Ce déplacement de l’activité économique n’est pas seulement un simple transfert, puisque l’activité économique qui a été empêchée dans une région était plus efficace que celle qui l’a remplacée car la première pouvait se justifier économiquement et se financer sur le marché sans de telles subventions. En termes nets, il y a destruction de valeur et de potentiel de richesse et les effets pervers de la SDERR se traduisent par une perte sèche dans l’économie.
La SDERR entraîne trois autres conséquences indésirables: la difficulté d’y mettre fin parce que la clientèle qui en profite fera des pieds et des mains pour conserver ses privilèges; le développement d’une culture de dépendance envers le gouvernement; le report indéfini des adaptations et changements souhaitables au sein des régions favorisées par ces politiques. Plusieurs études commandées par le gouvernement ont fait ressortir que ces politiques interventionnistes semblent peu efficaces.
Les taxes sur le tabac et les carburants
L’étude explique aussi que la taxe sur le tabac, qui vise à en réduire la consommation, stimule également la contrebande. Un impôt prohibitif provoque nécessairement la naissance d’un marché noir qui finira par nuire à la perception de cet impôt. Depuis leur sommet de 948 millions $ en 2002-2003, les recettes provinciales du tabac ont recommencé à chuter, de 28 % jusqu’à maintenant.
L’étude analyse finalement l’exemption de la taxe provinciale de 0,16 $ le litre sur le mazout dont profitent les utilisateurs du chauffage domestique, des machines agricoles, des bateaux de pêche, etc. Ce mazout est coloré et ne doit pas servir à d’autres fins, mais en pratique ce n’est pas le cas: cette discrimination fiscale entraîne un marché noir qui force une vérification continuelle par des inspecteurs du carburant.
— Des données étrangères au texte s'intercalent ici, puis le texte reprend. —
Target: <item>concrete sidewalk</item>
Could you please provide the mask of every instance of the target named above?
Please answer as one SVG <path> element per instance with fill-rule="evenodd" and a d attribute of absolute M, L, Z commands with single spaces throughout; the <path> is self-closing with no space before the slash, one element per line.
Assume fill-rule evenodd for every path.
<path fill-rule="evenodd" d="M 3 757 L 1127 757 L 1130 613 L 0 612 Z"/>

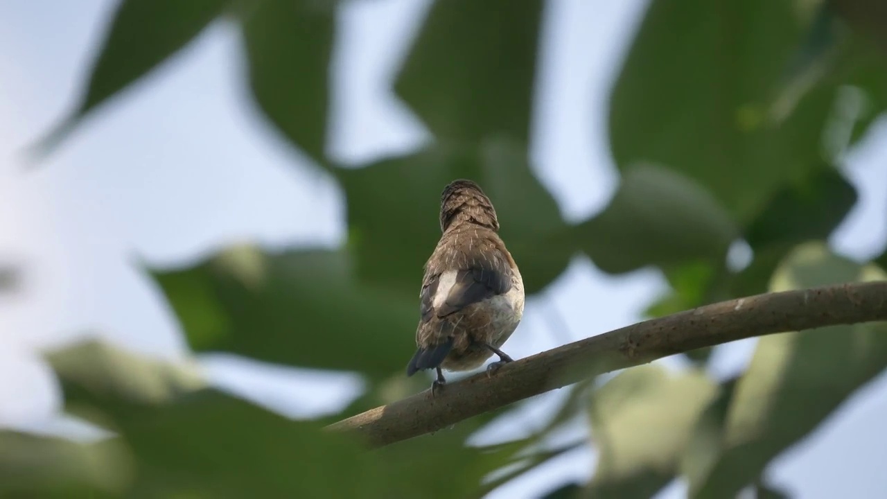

En 2005-2006, ces derniers ont donné 280 constats d’infraction et ont imposé 264 000 $ d’amende, pour une utilisation illégale ou une revente dans ce but. Revenu Québec ne dispose cependant d’aucune étude qui évalue l’étendue de ce marché noir.
La Note économique Les effets pervers des mesures fiscales a été préparée par le vice-président et économiste en chef de l’IEDM, Marcel Boyer. Il est aussi titulaire de la Chaire Bell Canada en économie industrielle de l’Université de Montréal.